Another interesting aspect of the current study is the impressive potential of S. cerevisiae to produce ethanol from saccharified rice straw by P. purpurogenum MM70. However, solid loading above 15% level may not result in greater cellulose conversion in SSF process, owing to high viscosity and mass transfer27, the ethanol obtained during the fermentation process of cellulosic hydrolysate was 12 g L–1. The efficiency of the S. cerevisiae in the conversion of biomass being 45.37%. Whereas, the reducing sugars content was 40.43 gL–1. Surprisingly, the ethanol yield (12 g L–1) was much higher when compared to 3.05 g L–1, reported during saccharification and fermentation of sugarcane bagasse treated biologically with Cerioporipsis and Phanerochaete28 and more than 8.85 g L–1 recorded by co-culture fermentation of tapioca flour as the substrate by Aspergillus niger and S. cerevisiae19. On the other hand, the ethanol yield was slightly lower than 16.5 g L–1 that reported by Mahajan et al.29, who used S. cerevisiae in culture extract of Malbranchea cinnamomea to produce ethanol from alkali treated rice straw after supplementation of β-glucosidase from Aspergillus sp. "O" (35 cellobiase U g–1 substrate) and lower than 30.8 g L–1 resulted from enzymatic hydrolysis (The enzyme loading was set at 6.5 U g–1 FPase using a commercial cellulose) of RS and fermented by Pichia stipites30. The increase in bioethanol yield in the last two examples can be referred to use commercial cellulase enzymes, which make the processes more expensive.
CONCLUSION
Good management of microbial interactions can be directed in successful bioconversion of agro-waste.

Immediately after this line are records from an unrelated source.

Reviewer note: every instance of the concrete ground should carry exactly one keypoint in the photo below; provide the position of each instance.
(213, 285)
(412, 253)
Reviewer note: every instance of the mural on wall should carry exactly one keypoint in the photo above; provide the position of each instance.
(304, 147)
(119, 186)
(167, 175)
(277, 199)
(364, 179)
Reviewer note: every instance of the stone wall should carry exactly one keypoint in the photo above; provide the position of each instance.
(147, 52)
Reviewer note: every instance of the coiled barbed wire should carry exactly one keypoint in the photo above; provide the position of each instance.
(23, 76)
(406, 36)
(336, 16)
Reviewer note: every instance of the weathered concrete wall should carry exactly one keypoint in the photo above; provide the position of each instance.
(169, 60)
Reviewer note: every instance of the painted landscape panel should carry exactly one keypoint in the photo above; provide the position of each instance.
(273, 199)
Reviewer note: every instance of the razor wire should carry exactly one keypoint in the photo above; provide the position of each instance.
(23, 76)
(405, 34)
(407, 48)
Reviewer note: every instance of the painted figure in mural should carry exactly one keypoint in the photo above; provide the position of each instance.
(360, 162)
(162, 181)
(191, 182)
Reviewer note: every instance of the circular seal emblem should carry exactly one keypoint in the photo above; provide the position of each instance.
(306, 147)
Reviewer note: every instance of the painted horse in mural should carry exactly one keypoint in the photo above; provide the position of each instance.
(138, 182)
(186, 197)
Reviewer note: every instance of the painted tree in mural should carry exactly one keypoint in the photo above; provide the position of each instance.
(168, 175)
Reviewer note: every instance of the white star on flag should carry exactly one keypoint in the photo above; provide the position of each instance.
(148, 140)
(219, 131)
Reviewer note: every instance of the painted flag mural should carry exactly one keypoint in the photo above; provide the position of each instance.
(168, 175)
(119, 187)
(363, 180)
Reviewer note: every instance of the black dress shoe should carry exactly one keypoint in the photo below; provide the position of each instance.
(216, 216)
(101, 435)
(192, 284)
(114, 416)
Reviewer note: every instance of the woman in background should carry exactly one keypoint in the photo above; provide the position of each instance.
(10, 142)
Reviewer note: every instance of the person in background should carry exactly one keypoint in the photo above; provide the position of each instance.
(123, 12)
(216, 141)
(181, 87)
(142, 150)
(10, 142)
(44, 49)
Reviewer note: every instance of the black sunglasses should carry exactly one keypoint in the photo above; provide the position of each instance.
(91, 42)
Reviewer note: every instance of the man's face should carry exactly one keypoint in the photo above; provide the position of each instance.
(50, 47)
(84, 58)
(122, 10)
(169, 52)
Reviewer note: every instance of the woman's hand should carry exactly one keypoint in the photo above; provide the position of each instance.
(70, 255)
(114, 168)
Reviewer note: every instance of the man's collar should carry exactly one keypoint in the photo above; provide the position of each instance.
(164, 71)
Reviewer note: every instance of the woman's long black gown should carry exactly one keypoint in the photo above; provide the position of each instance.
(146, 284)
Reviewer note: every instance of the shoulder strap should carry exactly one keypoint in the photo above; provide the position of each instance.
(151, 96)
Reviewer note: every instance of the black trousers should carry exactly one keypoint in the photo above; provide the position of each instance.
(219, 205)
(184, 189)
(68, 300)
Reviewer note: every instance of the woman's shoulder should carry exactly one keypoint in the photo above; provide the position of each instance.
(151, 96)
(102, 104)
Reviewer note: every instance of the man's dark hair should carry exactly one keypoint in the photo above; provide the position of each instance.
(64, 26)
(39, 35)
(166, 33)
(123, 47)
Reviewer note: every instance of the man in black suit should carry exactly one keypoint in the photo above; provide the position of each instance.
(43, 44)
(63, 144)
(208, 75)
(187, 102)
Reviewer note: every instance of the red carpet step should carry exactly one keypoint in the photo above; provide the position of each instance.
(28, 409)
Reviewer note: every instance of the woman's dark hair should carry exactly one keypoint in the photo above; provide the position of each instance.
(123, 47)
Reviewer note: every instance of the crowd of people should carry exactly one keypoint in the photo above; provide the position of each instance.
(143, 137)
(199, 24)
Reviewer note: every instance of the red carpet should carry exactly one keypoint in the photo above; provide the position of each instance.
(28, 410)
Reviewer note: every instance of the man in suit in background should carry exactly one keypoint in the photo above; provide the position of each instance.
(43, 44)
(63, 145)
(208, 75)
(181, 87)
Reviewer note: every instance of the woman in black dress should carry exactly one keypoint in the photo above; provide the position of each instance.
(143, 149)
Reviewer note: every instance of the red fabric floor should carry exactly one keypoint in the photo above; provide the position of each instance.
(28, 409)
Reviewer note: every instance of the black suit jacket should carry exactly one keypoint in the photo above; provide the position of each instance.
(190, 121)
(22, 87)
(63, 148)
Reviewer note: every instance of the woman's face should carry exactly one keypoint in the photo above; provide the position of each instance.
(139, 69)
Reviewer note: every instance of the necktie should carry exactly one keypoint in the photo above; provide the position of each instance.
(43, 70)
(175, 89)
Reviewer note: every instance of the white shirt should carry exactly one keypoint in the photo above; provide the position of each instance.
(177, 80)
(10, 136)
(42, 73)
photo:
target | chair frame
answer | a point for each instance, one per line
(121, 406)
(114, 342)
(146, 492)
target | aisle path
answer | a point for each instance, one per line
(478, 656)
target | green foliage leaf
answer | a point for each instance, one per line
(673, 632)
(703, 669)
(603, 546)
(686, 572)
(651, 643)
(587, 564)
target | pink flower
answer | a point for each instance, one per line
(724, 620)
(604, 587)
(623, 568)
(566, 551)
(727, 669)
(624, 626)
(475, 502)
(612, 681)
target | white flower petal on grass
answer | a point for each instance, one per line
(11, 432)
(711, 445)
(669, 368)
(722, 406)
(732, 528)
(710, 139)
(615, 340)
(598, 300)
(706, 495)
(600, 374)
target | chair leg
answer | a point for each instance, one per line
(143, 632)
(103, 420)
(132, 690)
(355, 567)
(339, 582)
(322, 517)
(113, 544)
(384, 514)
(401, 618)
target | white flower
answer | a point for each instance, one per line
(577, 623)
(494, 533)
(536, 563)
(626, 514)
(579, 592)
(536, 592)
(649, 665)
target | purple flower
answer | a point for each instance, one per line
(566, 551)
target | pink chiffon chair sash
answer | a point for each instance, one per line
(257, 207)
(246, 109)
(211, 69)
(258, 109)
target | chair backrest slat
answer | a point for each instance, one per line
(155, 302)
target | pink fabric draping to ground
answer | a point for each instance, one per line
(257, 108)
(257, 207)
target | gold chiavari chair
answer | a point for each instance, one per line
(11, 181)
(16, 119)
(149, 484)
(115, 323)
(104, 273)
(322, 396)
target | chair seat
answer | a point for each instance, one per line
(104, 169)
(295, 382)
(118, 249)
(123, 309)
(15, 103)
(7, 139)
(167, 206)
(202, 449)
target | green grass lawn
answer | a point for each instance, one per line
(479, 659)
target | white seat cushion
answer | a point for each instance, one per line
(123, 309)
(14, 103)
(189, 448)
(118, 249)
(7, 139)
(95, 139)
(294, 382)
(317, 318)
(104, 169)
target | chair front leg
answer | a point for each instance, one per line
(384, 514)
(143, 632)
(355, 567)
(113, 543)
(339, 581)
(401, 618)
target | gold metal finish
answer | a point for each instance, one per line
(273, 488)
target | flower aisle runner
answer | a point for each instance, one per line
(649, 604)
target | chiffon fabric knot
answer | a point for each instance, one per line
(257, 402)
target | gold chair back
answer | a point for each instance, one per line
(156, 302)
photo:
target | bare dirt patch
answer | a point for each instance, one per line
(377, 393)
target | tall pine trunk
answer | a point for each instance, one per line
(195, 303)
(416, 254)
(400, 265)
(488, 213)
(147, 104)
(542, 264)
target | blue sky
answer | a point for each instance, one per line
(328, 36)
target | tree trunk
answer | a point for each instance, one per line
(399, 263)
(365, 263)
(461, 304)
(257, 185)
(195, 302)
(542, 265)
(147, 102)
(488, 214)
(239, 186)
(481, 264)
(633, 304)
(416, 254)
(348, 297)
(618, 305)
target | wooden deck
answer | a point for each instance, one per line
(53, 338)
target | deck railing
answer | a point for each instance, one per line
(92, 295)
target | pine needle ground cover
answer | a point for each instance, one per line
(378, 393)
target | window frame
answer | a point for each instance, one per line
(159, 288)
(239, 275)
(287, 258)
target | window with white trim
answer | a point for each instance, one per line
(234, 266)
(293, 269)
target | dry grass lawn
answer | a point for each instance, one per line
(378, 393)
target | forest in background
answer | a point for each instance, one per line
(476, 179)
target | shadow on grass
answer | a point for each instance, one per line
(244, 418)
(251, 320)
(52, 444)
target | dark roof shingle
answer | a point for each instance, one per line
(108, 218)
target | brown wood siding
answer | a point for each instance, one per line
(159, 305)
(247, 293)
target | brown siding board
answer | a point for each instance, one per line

In this article both A. chroococcum and P. purpurogenum MM70 were grown in synergism mechanism, in which the C/N ratio decreased to a suitable value for growth and production of fungal cellulases which is the key factor in saccharification and subsequently production of bioethanol from RS. Additional work has to be done to use the nitrogen-fixing microbes in improving the C/N ration of different agro-wastes. This natural and inexpensive approach will make different agro-wastes suitable for microbial hydrolysis to many benefit compounds.
SIGNIFICANCE STATEMENT
This study revealed the impact of A. chroococcum in improving the C/N ratio of RS that can be beneficial in the hydrolysis of RS and other agro-wastes.
ACKNOWLEDGMENT
Authors are thankful to Biotech International Research and Development Center, Mansoura, Egypt for providing infrastructural facilities to carry out the bioethanol fermentation part.